Stereoselective Disposition and Glucuronidation of Propranolol in Man

Abstract

Following oral dosing to steady state, the disposition of S(-)- and R(+)-propranolol and their corresponding glucuronide conjugates was studied in 4 healthy adults using doses from 40 to 320 mg/day of the racemate. Steady-state plasma concentrations of S(-)-propranolol and its corresponding glucuronide conjugate were greater than that for R(+)-propranolol and its corresponding conjugate.
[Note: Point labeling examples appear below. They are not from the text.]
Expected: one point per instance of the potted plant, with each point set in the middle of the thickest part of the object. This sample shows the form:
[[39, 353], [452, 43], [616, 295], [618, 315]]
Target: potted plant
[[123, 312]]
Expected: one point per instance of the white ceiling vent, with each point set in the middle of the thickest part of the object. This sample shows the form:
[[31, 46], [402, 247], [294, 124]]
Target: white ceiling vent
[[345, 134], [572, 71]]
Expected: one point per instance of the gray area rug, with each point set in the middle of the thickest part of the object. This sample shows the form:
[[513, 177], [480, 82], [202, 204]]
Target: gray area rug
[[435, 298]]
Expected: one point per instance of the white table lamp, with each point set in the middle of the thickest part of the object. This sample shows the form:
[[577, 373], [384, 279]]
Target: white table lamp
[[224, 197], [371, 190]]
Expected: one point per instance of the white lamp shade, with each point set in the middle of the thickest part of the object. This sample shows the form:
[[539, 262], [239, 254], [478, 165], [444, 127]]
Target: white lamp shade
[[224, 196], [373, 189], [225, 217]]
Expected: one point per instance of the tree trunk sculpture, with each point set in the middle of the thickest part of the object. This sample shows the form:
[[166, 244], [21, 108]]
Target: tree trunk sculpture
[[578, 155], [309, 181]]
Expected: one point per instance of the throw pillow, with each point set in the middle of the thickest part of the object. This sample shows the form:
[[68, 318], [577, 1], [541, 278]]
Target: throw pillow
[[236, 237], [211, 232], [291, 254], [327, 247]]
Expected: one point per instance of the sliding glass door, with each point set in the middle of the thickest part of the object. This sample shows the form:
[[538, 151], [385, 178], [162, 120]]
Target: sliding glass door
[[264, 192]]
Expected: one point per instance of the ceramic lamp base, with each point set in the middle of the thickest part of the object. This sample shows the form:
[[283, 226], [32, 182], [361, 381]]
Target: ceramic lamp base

The average steady-state concentration of both enantiomers increased disproportionately to dose. There was a 52 ± 7 (mean ± SD)% decrease in the intrinsic clearance (Cl(int)) of S(-)-propranolol and a 65±22% decrease in the Cl(int) of R(+)-propranolol over the dosing range studied. The terminal elimination half-lives of S(-)-propranolol and its glucuronide conjugate were longer than for the R(+)-enantiomer at all doses. The formation of glucuronide conjugates of S(-)- and R(+)-propranolol was best described by a saturable process in all subjects. Within individuals, the ratio of V(max)/K(m) for the glucuronide conjugate of S(-)-propranolol was from 2.1- to 4.9-fold greater than for the conjugate of the R(+)-enantiomer. These studies demonstrate for the first time, that propranolol undergoes stereoselective disposition in humans.